Otro de los tramos inundados fue el de avenida 143 desde 526 hasta 529, en San Carlos. Allí, además del líquido proveniente del cielo, se pudo ver a la altura de 530 un curioso géiser de aguas negras danzantes, presumiblemente a partir del colapso de las conexiones subterráneas.

ZANJAS “TAPADAS”

En Villa Castells, el estado de las zanjas también fue motivo de queja: “están completamente tapadas, las calles se inundan y quedan intransitables” se lamentaron los frentistas de calle 499 entre 3 y 5: “nos cansamos de llamar al municipio por el estado de estas calles, pero aparentemente no nos escuchan”.

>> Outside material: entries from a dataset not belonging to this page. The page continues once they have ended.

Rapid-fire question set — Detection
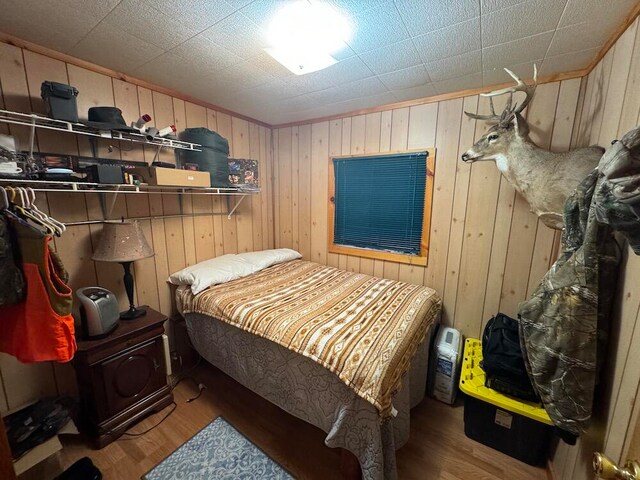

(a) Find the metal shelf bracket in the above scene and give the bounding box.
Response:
[227,195,247,220]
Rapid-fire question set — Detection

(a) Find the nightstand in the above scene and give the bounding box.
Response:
[73,307,173,448]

En Parque Sicardi y Villa Garibaldi se formularon pedidos similares: “hay un proyecto para que estas zanjas conecten con el arroyo, pero la iniciativa está estancada” dijeron en 17 y 659: “se trata de comprar caños y poner manos a la obra, es un gasto chico, pero no se hace y no sabemos por qué”.

En Villa Elvira, la comunidad parroquial del templo de Santa Rosa, en 81 y 122, expresó su preocupación como consecuencia de la “inusual acumulación de agua sobre la calle”. Cerca de allí, en el barrio El Carmen de Berisso, las calles sin pavimentar quedaron completamente inutilizables.

Situaciones similares atravesaron quienes viven en 134 y 82, 25 y 519, 46 y 143, 11 y 523, 11 y 653, y 147 y 12 entre otros puntos. En 137 y 434, provocó temor la inminencia del desborde del zanjón que cruza ese barrio, que en definitiva no pasó a mayores.

En el barrio Villa Nueva berissense, un grupo de fieles evangélicos de 12 y 147 protestó porque “no se puede ni cruzar la calle; Hace meses que reclamamos por el arreglo de la calle 12 entre 147 y 148, pero no aparecen las soluciones y cada vez que llueve esto se transforma en un lodazal”.

PROTESTA EN ABASTO

Anoche, en 208 y 520, una treintena de vecinos del barrio Nueva Esperanza (515 a 516 bis y 215 a 220) realizó un piquete para pedir asistencia a los damnificados por la tormenta. “Nadie de la delegación municipal se acercó a ver cómo estábamos ni qué necesitábamos, así que salimos a la calle nosotros” subrayaron.